Remembering the Winnipeg General review
Written by Thomas McKechnie. Directed by Erin Brandenberg. Until July 6 at the Owl’s Club, 847 Dovercourt Road. Zietpunk Theatre.
Nearly 100 years ago, left-wing labour organizations across the USSR, Britain, Germany and the United States created what’s now known as the Workers’ Theatre Movement; it was a way of continuing to promulgate socialist ideals even after a sobering strike defeat, like Britain’s nine-day-long General Strike in 1926. Without relying on its audiences to be literate, the agitprop power of Workers’ Theatre lies in its satire of the elite class, its emphasis on the collective rather than the individual (singing, for instance), and it’s crystal clear embrace of socialist (and often Communist) values.

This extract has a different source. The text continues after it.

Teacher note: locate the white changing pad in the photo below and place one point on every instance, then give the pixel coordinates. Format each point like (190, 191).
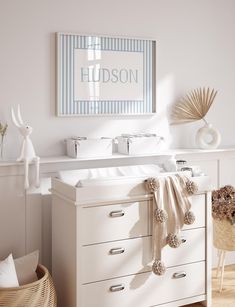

Workers’ Theatre had an impact in Canada as well, later in the 1930s, especially for the left-wing B.C. political party, the Cooperative Commonwealth Federation. And while the movement faded afterward, playwright Thomas McKechnie thinks it’s high time for a revival, and he’s doing so with his new play Remembering the Winnipeg General.
Directed by Erin Brandenberg, the play has two performers (Heather Marie Annis and Ximena Huizi) regale the audience with the (truly incredible) story of the 1919 Winnipeg General Strike, which shut down the entire city’s economy with 30,000 workers — from masons to police officers to the “Hello Girls,” a.k.a. telephone operators — refusing to work from May 15 to June 26, arguing for recognition of the labour union and for wages to keep up with inflation. Annis and Huizi rotate through key players, from union leaders to notable strikers to the businessmen trying to quash them, as they give a historical timeline to the events and interject with more contemporary observations from the here and now. Huizi’s anxious, falsely affable delivery of her line “Because nothing has chaaaanged” when comparing the Harper government’s Bill C-24 to a similar one passed during the strike is the most obvious verbal affirmation of a message that rings throughout the entire play, very intentionally drawn by McKechnie and Brandenburg. It’s clear why this play is titled Remembering the Winnipeg General; we are supposed to be reading the similarities between the circumstances that brought about that movement and the one’s we’re living in right now — and they make a convincing argument.
There’s a sense of wonder and awe that the Winnipeg General Strike inspires that all at once feels familiar and foreign, a mirror to us in this moment with a sensibility that’s of another time. Maybe it’s hope? Maybe it’s a lack of 2019’s digital isolation? I had more than one occurrence of millennial consternation during the show, which was thankfully reflected in a similar instance of panic and frustration by Annis, to which Huizi softened with a hug before they could continue their story.
Shannon Lea Doyle’s design gives an appropriately grassroots atmosphere to the performance: hand-painted banners lit by hanging fixtures and two floor lamps, tin foil trays double as footlights at the front of the stage area, props including cabbage heads and plasticine figures (red, naturally), costumes with cartoonish fake moustaches with weak adhesive (played to perfect comedic effect by Annis and Huizi, using Annis’s experience in clown as one half of the duo Morro and Jasp), all within an old legion hall on Bloor West with live music by Kristine Schmitt, complete with tables set up at the entrance with pamphlets about current labour issues and Indigenous non-profits. Tickets are available for $ 5, $ 25, or $ 40 dollars, depending on what you can afford.
The show’s nearly aggressive love of camaraderie (the actors even call each other “Friend”) sometimes feels at odds with the reality of bringing human beings into a room together — several audience polls on divisive topics don’t take into account that the room and the play don’t necessarily invite political dissent, and Huizi’s declarations of “I win!” when the audience (inevitably) sides with her (more progressive) argument is an odd celebration of an individual success over the collective’s, so important to the rest of the production and it’s message.
But Remembering the Winnipeg General not only marks the 100th anniversary of the strike, it also arrives at a time where unions and labour issues are becoming more prevalent in certain industries — new media sites like Buzzfeed and gig economy jobs like Foodora bike couriers (which McKechnie is leading) are attempting to unionize right now. There’s always a level of discomfort when a play so obviously criticizes the economic system in which it was created and therefore intrinsically linked to (there is an interesting moment here in which Huizi and Annis thank the show’s government founders, leaving one particular council out for a very specific reason), but perhaps it’s time for Workers’ Theatre to join the fray in more venues beyond the legion hall.